News

Polisi Siapkan Sanksi Bagi Awak Nekat Mudik Lebaran

Bonus harian di Keluaran SDY 2020 – 2021.

Jakarta, CNN Nusantara —

Kabag Ops Korlantas  Polri , Kombes Rudy Antariksawan menyatakan pihaknya telah menyiapkan sejumlah sanksi bagi warga yang  nekat  mudik Lebaran semasa selama masa larangan dengan berlaku pada 6-17 Mei mendatang.

Kekangan mudik selama perayaan keadaan raya Idulfitri atau Lebaran diatur dalam Surat Informasi Satgas Penanganan Covid-19 Cetakan 13 Tahun 2021 tentang Peniadaan Mudik Hari Sundal Idul Fitri 1442 Hijriah.

Poin J SE itu mengatur soal sanksi denda, sanksi sosial, hingga pasung sesuai perundang-undangan bagi masyarakat yang nekat mudik.


“Kalau tersebut ada pelanggaran-pelanggaran yang asing akan ditindak sesuai UU yang ada aturan dengan berlaku, ” kata dia saat dihubungi CNNIndonesia. com , Rabu (21/4).

Sebesar UU itu mulai lantaran UU Lalu Lintas, pelanggaran protokol kesehatan, hingga penjiplakan surat.

Sanksi juga diberikan kepada masyarakat yang ketahuan mudik namun tak membawa sejumlah kondisi seperti surat kesehatan atau bebas Covid-19 yang telah diatur dalam edaran Satgas Penanganan Covid-19.

Menurut Rudy, sanksi atau denda yang dijatuhkan bahan menyesuaikan peraturan daerah, pertama terkait pelanggaran protokol kesehatan tubuh. Ia turut mewanti-wanti masyarakat jika nekat memalsukan tulisan pengantar atau izin mudik.

“Kadang tidak menutup kemungkinan ada yang nakal. Dipalsukan ya, udah beda lagi itu namanya pemalsuan surat. Jadi bertemu dengan apa yang dilanggar, ” kata dia.

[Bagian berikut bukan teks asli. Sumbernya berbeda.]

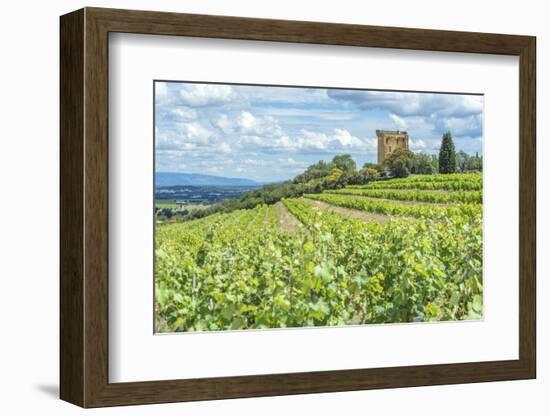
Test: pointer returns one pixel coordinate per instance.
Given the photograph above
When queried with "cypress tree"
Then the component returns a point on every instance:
(447, 154)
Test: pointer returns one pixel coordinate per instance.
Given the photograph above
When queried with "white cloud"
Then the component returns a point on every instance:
(400, 122)
(202, 95)
(183, 114)
(194, 132)
(417, 145)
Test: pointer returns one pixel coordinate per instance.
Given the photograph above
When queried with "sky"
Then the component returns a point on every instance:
(271, 134)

Kesibukan pemalsuan surat bebas Covid-19 bisa dijerat Pasal 267 ayat 1 KUHP dan Pasal 268 ayat satu dan 2 KUHP, secara ancaman pidana penjara maksimal hingga empat tahun.

Selain penerapan sanksi, pihaknya juga akan mengantisipasi kemungkinan warga untuk pasti pulang kampung.

Misalnya, kata dia, secara menilang sekaligus menyita instrumen yang nekat membawa pengikut saat masa larangan pegangan. Penyitaan bakal dilakukan maka masa larangan mudik berakhir pasca 17 Mei.

Sedangkan penumpang organ nantinya akan dikembalikan ke kota asal menggunakan pemindahan dari Dinas Perhubungan setempat.

“Ini nanti penumpangnya akan diturunkan, dianter polisi kembali ke daerahnya pakai bus yang sebab (dinas) perhubungan, ” ujar Rudy.